Lymphatic malformations
A lymphatic malformation is a mass in the head or neck that results from an abnormal formation of lymphatic vessels. Other names for these malformations are lymphangiomas or cystic hygromas. Lymphatic vessels are small canals that lie near blood vessels and help carry tissue fluids from within the body to the lymph nodes and back to the bloodstream.
Nearly all these malformations occur in the neck although some can occur in the mouth, cheek, and tissues surrounding the ear, as well as other parts of the body. Over half of lymphatic malformations are congenital (present at birth), and most are detected by age 2. Some lymphatic malformations can spread into surrounding tissues and affect the proper development of the area. Lymphatic malformations may also enlarge and become infected following an upper respiratory infection.
Lymphatic malformations are sometimes seen in children with certain chromosome abnormalities and genetic conditions, including Down syndrome and Turner syndrome.
What causes a lymphatic malformation?
A lymphatic malformation is a congenital (present from birth) defect that occurs during early embryonic development when the lymphatic vessels do not properly form. The vessels may become blocked and enlarged as lymphatic fluid collects in the vessels, forming a mass or a cyst.
Symptoms
An internal lymphatic malformation in the mouth or cheek may not be noticed until it becomes infected and enlarges. Cystic hygromas can grow very large and may affect breathing and swallowing.
The following are the most common symptoms of a lymphatic malformation. However, each child may experience symptoms differently. Symptoms may include:
- A mass or lump in the mouth, cheek, or tongue beneath the mucous membrane that lines the area
- A large, fluid-filled mass to the lower side and back of the neck under the platysma muscle (a thin, flat muscle that extends from the upper chest to the jaw)
The symptoms of a lymphatic malformation may resemble other neck masses or medical problems. Always consult your child's physician for a diagnosis.
The diagnosis
During pregnancy, a fetal ultrasound may detect some large lymphatic malformations. Ultrasound is a diagnostic tool used to evaluate organs and structures inside the body with high-frequency sound waves. After birth, diagnosis of a lymphatic malformation is generally determined by a physical examination.
In addition to a complete medical history and physical examination, diagnostic procedures for a lymphatic malformation may include the following:
- Transillumination, a method of examination by the passage of light through tissues to assist in diagnosis. The light transmission changes with different tissues.

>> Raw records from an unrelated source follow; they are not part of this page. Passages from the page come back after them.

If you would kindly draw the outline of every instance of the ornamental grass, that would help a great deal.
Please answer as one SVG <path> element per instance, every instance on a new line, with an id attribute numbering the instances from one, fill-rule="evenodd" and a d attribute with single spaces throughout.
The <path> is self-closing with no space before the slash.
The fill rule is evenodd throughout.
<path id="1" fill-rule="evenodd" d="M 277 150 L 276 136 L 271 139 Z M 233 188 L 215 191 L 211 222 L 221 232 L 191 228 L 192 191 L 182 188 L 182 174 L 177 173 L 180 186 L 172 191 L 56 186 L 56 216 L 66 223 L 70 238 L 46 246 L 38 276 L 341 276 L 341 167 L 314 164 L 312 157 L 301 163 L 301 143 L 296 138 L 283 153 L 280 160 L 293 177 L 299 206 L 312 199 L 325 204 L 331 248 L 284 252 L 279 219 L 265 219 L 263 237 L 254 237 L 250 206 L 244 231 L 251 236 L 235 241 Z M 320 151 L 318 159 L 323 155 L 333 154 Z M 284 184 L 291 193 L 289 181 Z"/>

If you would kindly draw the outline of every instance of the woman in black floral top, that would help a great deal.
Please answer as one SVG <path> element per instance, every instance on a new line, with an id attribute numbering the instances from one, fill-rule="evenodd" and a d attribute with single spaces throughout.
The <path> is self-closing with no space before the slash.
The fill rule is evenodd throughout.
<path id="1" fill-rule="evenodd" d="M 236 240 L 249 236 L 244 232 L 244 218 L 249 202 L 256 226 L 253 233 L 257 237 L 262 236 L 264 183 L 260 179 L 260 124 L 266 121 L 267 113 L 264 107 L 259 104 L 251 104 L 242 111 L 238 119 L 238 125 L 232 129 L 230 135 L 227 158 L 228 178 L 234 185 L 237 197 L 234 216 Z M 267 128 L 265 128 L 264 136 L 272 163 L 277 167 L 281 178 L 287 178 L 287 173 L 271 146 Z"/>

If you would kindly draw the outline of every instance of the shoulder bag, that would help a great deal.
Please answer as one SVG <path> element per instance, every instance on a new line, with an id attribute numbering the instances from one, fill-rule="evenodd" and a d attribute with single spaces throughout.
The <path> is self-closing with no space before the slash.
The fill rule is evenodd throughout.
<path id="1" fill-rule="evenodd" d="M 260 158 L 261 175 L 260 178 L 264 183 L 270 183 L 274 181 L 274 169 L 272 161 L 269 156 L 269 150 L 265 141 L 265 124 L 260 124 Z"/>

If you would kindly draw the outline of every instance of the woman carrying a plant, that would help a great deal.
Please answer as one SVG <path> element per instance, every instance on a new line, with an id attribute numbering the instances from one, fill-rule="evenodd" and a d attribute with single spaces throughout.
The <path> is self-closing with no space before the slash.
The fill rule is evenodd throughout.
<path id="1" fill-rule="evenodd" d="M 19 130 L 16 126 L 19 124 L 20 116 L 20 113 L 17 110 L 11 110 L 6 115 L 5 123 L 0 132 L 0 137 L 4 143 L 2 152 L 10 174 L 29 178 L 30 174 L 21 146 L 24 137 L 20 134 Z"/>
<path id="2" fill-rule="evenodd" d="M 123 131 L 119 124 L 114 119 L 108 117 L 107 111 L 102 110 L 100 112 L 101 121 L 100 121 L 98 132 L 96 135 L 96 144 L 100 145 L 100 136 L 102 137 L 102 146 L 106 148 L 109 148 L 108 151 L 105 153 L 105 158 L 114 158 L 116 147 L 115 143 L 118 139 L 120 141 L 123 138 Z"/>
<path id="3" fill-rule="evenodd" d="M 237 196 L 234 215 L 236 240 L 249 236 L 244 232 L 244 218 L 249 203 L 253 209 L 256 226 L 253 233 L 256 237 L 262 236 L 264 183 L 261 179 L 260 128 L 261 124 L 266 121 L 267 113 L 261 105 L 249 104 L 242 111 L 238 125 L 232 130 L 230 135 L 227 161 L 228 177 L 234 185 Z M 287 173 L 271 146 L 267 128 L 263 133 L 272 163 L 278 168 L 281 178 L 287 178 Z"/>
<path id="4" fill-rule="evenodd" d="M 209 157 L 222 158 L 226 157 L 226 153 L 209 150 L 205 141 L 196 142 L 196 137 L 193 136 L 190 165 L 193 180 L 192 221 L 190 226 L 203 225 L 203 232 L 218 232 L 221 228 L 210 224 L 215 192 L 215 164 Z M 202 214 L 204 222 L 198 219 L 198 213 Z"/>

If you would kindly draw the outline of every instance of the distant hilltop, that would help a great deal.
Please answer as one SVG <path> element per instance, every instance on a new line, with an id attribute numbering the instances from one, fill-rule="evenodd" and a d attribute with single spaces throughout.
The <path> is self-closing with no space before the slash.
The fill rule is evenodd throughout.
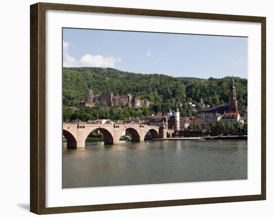
<path id="1" fill-rule="evenodd" d="M 229 102 L 231 76 L 205 79 L 136 73 L 111 68 L 64 67 L 63 77 L 63 105 L 67 107 L 77 107 L 80 102 L 85 102 L 90 89 L 94 96 L 111 91 L 113 96 L 120 96 L 118 101 L 121 102 L 123 97 L 120 96 L 137 96 L 136 99 L 139 103 L 153 102 L 150 106 L 154 110 L 163 111 L 172 106 L 174 100 L 183 105 L 186 102 L 196 104 L 202 99 L 210 107 L 227 105 Z M 247 79 L 235 77 L 234 81 L 238 103 L 247 104 Z M 120 104 L 122 103 L 118 102 Z"/>

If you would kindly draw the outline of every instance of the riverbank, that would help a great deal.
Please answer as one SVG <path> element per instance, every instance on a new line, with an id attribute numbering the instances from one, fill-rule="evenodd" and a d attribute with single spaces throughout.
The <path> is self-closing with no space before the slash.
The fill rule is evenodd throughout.
<path id="1" fill-rule="evenodd" d="M 247 135 L 245 136 L 205 136 L 196 137 L 172 137 L 158 139 L 151 139 L 151 140 L 203 140 L 208 139 L 243 139 L 247 140 Z"/>

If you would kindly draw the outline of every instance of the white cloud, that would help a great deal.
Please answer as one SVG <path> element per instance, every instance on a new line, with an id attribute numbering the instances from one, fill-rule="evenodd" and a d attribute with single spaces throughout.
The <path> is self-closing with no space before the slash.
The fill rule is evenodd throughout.
<path id="1" fill-rule="evenodd" d="M 85 54 L 78 61 L 80 65 L 86 67 L 114 67 L 116 62 L 121 62 L 120 58 L 105 57 L 101 55 Z"/>
<path id="2" fill-rule="evenodd" d="M 79 60 L 69 54 L 69 42 L 63 41 L 64 67 L 114 67 L 116 62 L 121 62 L 120 58 L 114 56 L 103 56 L 101 55 L 87 54 L 82 56 Z"/>

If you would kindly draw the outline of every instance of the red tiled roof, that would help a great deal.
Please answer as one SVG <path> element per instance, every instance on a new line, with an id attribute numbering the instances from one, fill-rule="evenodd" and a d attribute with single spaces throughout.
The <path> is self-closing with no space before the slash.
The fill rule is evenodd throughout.
<path id="1" fill-rule="evenodd" d="M 235 118 L 238 117 L 239 113 L 238 112 L 229 112 L 226 113 L 225 115 L 223 115 L 223 118 Z"/>
<path id="2" fill-rule="evenodd" d="M 73 119 L 73 120 L 72 120 L 71 121 L 70 121 L 69 123 L 83 123 L 83 121 L 79 119 L 78 119 L 78 120 Z"/>
<path id="3" fill-rule="evenodd" d="M 167 118 L 167 116 L 165 115 L 155 115 L 153 117 L 152 117 L 151 119 L 161 119 L 161 118 Z"/>

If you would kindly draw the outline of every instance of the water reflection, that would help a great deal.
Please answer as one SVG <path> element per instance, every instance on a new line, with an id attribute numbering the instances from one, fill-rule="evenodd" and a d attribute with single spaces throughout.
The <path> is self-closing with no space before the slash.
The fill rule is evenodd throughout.
<path id="1" fill-rule="evenodd" d="M 64 188 L 247 178 L 245 140 L 121 141 L 63 146 Z"/>

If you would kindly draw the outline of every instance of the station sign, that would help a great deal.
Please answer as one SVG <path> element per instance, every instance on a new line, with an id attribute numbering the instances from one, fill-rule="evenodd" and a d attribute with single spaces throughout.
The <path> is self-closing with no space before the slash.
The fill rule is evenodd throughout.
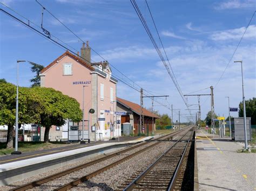
<path id="1" fill-rule="evenodd" d="M 127 114 L 127 112 L 114 112 L 114 114 L 117 115 L 125 115 Z"/>
<path id="2" fill-rule="evenodd" d="M 230 111 L 237 112 L 238 111 L 238 108 L 237 107 L 230 107 Z"/>

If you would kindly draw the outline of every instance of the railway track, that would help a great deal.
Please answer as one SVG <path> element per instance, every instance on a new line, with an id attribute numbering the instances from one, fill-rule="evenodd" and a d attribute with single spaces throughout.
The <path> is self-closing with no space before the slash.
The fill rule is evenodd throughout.
<path id="1" fill-rule="evenodd" d="M 56 173 L 37 181 L 29 182 L 10 190 L 25 190 L 29 189 L 52 189 L 52 188 L 51 188 L 51 184 L 50 182 L 52 181 L 53 181 L 54 185 L 56 186 L 55 188 L 54 188 L 55 190 L 67 190 L 113 167 L 124 161 L 132 158 L 133 156 L 145 151 L 150 148 L 163 142 L 161 141 L 172 139 L 174 136 L 177 135 L 184 131 L 188 131 L 188 128 L 187 127 L 185 129 L 181 129 L 165 136 L 155 139 L 152 141 L 147 141 L 123 149 L 100 159 L 87 162 L 60 173 Z M 83 176 L 84 174 L 86 174 L 86 175 Z M 65 176 L 68 176 L 69 178 L 65 179 Z M 70 176 L 72 178 L 71 178 Z M 78 178 L 77 178 L 77 177 Z M 70 182 L 70 179 L 75 179 L 75 180 Z M 66 183 L 66 182 L 68 182 Z"/>
<path id="2" fill-rule="evenodd" d="M 119 188 L 124 190 L 180 190 L 186 169 L 184 160 L 187 160 L 193 133 L 188 132 L 145 170 L 133 175 Z"/>

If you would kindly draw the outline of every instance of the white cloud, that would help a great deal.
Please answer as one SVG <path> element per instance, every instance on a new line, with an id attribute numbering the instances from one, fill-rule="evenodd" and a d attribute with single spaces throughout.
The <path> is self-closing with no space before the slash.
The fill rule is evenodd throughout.
<path id="1" fill-rule="evenodd" d="M 181 37 L 180 36 L 176 35 L 173 32 L 167 31 L 164 31 L 162 32 L 161 32 L 161 33 L 163 35 L 165 36 L 166 37 L 172 37 L 172 38 L 178 38 L 178 39 L 182 39 L 182 40 L 186 40 L 186 38 L 184 38 L 184 37 Z"/>
<path id="2" fill-rule="evenodd" d="M 220 32 L 216 32 L 210 36 L 210 38 L 213 40 L 234 40 L 241 38 L 246 28 L 227 30 Z M 256 25 L 250 25 L 245 33 L 244 38 L 256 38 Z"/>
<path id="3" fill-rule="evenodd" d="M 214 8 L 217 10 L 223 10 L 251 7 L 255 7 L 254 0 L 228 0 L 218 4 Z"/>
<path id="4" fill-rule="evenodd" d="M 197 32 L 201 32 L 201 30 L 198 28 L 192 27 L 192 23 L 190 22 L 186 24 L 186 28 L 190 30 L 191 31 L 197 31 Z"/>
<path id="5" fill-rule="evenodd" d="M 60 22 L 64 24 L 77 24 L 79 23 L 79 21 L 78 19 L 67 17 L 65 18 L 58 18 Z M 52 19 L 50 21 L 50 23 L 53 25 L 59 26 L 62 24 L 57 19 Z"/>
<path id="6" fill-rule="evenodd" d="M 2 3 L 6 6 L 9 6 L 13 2 L 14 0 L 1 0 L 0 1 L 0 3 Z"/>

- Computed tomography scan (also called a CT or CAT scan) to determine if other organs are connected to the malformation. A CT scan is a diagnostic imaging procedure that uses a combination of x-rays and computer technology to produce cross-sectional images (often called slices), both horizontally and vertically, of the body. A CT scan shows detailed images of any part of the body, including the bones, muscles, fat, and organs. CT scans are more detailed than general x-rays.
- Magnetic resonance imaging (MRI), a noninvasive diagnostic technique that produces computerized images of internal body tissues and is based on nuclear magnetic resonance of atoms within the body induced by the application of radio waves.
Treatment
Specific treatment of lymphadenopathy will be determined by your child's physician based on:
- Your child's age, overall health, and medical history
- Extent of the condition
- Your child's tolerance for specific medications, procedures, or therapies
- Expectations for the course of the condition
- Your opinion or preference
Treatment may include:
- Observation of the malformation (to watch for growth or changes)
- Antibiotic medications (to treat infection)
- Incision and drainage of the lesion
- Surgery (to remove the lymphatic malformation)
A small percentage of lymphangiomas in the neck can regrow and are often detectable within a year after surgery. Those that occur above the hyoid bone in the oral cavity or on the face can have recurrance rates up to 80 percent and may require subsequent surgeries.